Jessa gave a pensive nod, mulling it over. “Got it, I think. So, what is the problem, then? Is it that you still miss her?”

Our drinks arrived, just in time to help choke down the tangle of emotions clambering up my throat like climbing vines. I closed my eyes, took a therapeutic inhale of the boozy steam followed by a semi-scalding sip of red wine. Cinnamon and nutmeg and the bright, sweet tang of hot alcohol seeped into my mouth, blunting the thorns in my throat into something more manageable.

“No,” I said, fighting the tremble in my voice; even though the real answer was unfortunately still sometimes. “It’s when I start trying to move forward, to do anything new. It makes me feel so lost, Jess. So . . . disjointed, permanently off-balance, somehow. Like I woke up one morning and suddenly found myself a castaway, stranded in the wrong life. I should be married right now, to the love of my life. Maybe even starting to think about having kids.”
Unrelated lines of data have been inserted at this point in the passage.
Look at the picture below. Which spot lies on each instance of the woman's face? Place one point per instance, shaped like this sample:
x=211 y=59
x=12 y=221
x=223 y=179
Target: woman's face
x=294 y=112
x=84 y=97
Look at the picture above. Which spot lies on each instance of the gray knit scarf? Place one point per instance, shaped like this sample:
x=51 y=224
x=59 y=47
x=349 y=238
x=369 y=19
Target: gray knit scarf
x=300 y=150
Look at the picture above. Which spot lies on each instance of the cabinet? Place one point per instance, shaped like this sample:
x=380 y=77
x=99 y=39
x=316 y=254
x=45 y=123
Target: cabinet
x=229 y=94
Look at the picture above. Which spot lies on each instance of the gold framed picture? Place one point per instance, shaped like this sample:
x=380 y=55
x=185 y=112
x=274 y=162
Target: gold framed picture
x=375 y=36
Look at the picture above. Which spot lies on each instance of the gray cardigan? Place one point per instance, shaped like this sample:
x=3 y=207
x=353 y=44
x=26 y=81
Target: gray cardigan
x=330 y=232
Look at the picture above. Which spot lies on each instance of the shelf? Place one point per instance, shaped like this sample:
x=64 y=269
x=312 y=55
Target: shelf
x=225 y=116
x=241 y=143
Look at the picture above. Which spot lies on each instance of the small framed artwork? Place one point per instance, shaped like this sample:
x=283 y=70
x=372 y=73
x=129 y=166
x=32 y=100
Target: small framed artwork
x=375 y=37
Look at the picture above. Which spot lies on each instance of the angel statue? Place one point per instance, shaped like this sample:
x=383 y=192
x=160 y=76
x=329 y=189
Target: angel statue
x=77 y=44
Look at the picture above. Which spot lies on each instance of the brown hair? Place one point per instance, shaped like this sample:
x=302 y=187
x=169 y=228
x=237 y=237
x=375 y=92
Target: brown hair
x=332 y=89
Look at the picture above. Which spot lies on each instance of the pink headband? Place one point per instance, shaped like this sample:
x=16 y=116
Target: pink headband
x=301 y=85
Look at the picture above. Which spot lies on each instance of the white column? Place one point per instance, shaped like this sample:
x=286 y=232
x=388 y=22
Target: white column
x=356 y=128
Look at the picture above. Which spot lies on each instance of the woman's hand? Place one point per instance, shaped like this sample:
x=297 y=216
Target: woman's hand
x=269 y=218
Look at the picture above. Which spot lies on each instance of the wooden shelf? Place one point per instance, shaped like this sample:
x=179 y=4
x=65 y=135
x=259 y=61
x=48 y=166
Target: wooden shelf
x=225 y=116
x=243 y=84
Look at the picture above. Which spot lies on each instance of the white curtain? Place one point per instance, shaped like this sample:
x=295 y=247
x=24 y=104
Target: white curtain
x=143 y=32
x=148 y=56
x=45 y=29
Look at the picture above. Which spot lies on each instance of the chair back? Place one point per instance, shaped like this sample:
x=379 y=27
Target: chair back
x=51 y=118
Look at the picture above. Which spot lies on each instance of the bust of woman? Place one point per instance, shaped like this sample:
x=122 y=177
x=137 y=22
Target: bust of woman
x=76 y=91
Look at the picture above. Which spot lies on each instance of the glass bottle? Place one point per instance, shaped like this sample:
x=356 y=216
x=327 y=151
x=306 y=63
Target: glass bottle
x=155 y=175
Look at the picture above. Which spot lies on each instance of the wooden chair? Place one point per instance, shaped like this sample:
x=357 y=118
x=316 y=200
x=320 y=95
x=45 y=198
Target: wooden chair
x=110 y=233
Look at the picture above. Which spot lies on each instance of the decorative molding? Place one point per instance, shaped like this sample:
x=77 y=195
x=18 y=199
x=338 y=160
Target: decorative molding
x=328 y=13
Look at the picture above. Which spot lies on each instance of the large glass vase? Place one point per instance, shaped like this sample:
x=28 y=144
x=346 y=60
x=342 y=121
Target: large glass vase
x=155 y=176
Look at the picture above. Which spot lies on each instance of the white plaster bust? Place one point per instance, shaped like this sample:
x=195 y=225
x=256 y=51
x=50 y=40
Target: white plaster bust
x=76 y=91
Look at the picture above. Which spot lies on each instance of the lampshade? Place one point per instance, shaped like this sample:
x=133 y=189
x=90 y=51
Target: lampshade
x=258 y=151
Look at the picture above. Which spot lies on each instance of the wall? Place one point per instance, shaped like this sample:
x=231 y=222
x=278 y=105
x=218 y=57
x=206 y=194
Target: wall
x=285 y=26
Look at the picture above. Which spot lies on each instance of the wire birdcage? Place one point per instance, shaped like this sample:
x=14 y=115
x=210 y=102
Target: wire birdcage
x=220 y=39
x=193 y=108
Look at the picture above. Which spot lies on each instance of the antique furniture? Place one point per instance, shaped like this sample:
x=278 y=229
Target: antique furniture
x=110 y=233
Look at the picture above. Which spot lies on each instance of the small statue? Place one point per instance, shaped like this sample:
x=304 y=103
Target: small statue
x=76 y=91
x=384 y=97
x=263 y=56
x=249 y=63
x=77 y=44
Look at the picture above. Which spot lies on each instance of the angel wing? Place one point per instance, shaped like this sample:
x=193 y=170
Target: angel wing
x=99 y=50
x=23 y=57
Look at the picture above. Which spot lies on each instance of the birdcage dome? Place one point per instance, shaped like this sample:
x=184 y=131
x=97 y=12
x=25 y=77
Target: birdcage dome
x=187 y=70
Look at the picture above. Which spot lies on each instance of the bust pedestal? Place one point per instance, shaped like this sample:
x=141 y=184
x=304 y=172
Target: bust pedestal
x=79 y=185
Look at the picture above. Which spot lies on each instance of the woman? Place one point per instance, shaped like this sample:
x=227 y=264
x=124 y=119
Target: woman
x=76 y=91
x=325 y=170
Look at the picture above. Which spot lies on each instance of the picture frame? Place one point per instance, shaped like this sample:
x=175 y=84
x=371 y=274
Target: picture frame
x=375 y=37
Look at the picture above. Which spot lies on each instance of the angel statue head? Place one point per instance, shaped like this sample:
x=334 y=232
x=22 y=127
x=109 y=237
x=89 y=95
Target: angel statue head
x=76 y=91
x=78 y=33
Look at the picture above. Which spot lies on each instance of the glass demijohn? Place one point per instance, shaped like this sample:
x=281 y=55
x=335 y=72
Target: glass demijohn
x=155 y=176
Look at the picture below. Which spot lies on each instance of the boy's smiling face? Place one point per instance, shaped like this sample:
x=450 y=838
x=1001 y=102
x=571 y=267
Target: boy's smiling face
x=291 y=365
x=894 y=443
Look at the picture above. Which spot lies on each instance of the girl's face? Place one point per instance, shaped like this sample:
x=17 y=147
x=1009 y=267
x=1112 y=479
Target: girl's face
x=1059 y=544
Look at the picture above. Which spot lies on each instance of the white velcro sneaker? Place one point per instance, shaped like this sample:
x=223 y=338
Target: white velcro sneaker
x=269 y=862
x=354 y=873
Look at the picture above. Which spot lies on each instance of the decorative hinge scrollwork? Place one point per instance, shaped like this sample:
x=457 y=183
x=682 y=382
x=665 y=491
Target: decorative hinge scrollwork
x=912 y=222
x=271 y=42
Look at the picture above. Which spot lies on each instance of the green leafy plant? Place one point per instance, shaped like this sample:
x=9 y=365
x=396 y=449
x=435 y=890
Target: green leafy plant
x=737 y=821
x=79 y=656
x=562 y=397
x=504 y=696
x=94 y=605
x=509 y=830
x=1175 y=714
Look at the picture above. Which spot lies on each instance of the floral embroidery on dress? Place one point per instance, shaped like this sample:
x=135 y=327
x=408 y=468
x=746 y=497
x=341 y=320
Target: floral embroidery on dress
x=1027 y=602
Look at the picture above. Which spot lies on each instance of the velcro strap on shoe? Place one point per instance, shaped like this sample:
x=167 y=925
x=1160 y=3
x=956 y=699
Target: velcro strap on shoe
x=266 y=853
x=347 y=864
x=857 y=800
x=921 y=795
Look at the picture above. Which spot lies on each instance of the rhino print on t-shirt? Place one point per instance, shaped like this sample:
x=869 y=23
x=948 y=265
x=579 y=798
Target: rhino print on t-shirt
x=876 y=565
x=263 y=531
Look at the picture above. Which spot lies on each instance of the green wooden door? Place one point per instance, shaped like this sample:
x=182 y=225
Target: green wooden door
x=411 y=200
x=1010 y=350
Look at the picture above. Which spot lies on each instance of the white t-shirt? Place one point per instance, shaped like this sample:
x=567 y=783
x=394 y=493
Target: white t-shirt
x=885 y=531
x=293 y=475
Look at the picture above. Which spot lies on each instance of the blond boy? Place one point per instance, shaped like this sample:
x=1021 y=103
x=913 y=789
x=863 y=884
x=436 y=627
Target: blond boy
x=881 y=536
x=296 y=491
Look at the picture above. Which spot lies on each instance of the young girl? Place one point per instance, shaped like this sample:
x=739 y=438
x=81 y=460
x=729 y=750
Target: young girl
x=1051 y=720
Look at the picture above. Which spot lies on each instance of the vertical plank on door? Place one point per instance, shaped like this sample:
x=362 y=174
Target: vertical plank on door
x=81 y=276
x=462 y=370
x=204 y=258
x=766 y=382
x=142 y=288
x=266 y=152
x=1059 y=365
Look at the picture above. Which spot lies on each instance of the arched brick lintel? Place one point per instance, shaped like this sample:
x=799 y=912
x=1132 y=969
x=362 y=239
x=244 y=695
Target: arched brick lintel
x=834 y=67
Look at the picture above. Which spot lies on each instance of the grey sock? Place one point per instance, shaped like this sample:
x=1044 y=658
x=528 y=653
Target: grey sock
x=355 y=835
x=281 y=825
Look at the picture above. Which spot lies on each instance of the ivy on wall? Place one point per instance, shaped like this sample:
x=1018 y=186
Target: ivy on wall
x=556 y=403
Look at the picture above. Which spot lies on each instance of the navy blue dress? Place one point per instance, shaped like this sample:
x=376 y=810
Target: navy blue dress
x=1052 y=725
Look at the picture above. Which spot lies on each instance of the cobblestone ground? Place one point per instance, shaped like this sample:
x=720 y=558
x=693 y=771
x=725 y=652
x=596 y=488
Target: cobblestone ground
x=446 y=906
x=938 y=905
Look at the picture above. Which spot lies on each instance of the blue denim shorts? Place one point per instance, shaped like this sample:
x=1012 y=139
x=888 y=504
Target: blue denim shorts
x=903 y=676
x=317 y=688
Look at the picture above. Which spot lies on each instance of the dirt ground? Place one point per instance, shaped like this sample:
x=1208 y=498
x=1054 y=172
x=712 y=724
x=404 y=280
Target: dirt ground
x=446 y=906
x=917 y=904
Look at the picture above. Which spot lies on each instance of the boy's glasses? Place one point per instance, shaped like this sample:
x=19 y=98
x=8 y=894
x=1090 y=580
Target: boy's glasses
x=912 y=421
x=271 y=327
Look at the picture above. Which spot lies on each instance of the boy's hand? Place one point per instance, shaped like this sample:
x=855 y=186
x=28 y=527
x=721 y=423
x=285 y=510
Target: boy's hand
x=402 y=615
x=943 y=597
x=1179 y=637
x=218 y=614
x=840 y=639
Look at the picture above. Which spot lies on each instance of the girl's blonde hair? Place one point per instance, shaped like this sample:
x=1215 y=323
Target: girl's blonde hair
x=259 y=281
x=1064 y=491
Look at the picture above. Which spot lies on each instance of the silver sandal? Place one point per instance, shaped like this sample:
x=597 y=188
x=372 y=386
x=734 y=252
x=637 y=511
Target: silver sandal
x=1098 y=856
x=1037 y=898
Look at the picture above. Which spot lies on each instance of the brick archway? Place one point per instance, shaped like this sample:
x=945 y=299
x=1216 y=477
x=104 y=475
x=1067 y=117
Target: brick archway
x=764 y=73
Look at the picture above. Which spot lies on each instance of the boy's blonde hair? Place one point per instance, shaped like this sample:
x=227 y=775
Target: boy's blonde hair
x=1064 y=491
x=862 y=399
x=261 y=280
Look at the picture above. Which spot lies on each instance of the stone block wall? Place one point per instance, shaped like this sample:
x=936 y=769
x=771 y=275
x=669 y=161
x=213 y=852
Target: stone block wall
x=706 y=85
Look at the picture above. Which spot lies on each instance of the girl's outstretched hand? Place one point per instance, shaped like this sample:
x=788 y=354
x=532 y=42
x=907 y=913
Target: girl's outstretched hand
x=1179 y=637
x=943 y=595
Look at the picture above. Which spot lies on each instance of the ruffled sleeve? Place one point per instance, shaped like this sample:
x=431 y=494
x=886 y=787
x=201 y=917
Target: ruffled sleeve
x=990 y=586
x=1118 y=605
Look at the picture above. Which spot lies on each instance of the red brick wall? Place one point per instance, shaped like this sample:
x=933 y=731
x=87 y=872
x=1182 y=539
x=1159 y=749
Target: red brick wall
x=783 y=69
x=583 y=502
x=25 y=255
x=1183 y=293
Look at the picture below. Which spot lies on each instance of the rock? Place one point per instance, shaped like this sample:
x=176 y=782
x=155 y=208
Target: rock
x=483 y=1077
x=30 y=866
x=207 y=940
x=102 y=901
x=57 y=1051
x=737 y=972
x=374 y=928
Jessa suppressed a little eye roll, presumably bored stiff by the unforgivably vanilla spouse-plus-2.5-kids slant of my life goals. I felt a stab of annoyance back at her, for not understanding the way she usually did, with ample empathy. I certainly expended enough of it on her, trying to wrap my brain around the offbeat way she conducted her relationships.

“Look, I’m well aware those aren’t your things,” I said, a little sharply, “but they are mine. You know that.”

Her round face softened immediately, brief chagrin glinting in her brown eyes. “It’s not that, Nina. I’m just not sure I’d call Sydney ‘Jacqueline-pronounced-Zha-KLEEN’ Grant the great love of your life, you know? She did call the wedding off a week before you were supposed to get married. Might as well have ditched you the day of, at least let you have your beautifully tragic moment at the altar if you couldn’t get your damn deposits back.”

I gritted my teeth at the memory of Sydney sobbing in our loft apartment—she’d cried much more than I had at the time, which struck me now as quite a bit of bullshit—as she trailed me from room to room, wringing her hands and pleading for my understanding while I paced back and forth, my entire life dissolving around me like an ice palace under a blowtorch. I just can’t breathe when I’m with you, Nina, she’d said through shimmering tears; Sydney somehow even cried prettily, like she was creating content for her Instagram reels just by existing. It’s like there’s not enough air around you, like you create this vacuum wherever you are. And I . . . I don’t want to live the rest of my life that way, so joyless, so arid.

I can’t do that to myself. I won’t.

You’d have thought she might’ve been struck by this tragic revelation at any other, more convenient time in our four years together—before, for instance, proposing to me, and insisting on a December wedding even though she knew how much I hated winter.

Now, instead, I had to live the rest of my life knowing I was the kind of “joyless,” suffocating person who made other people feel like they’d been vented out of an airlock.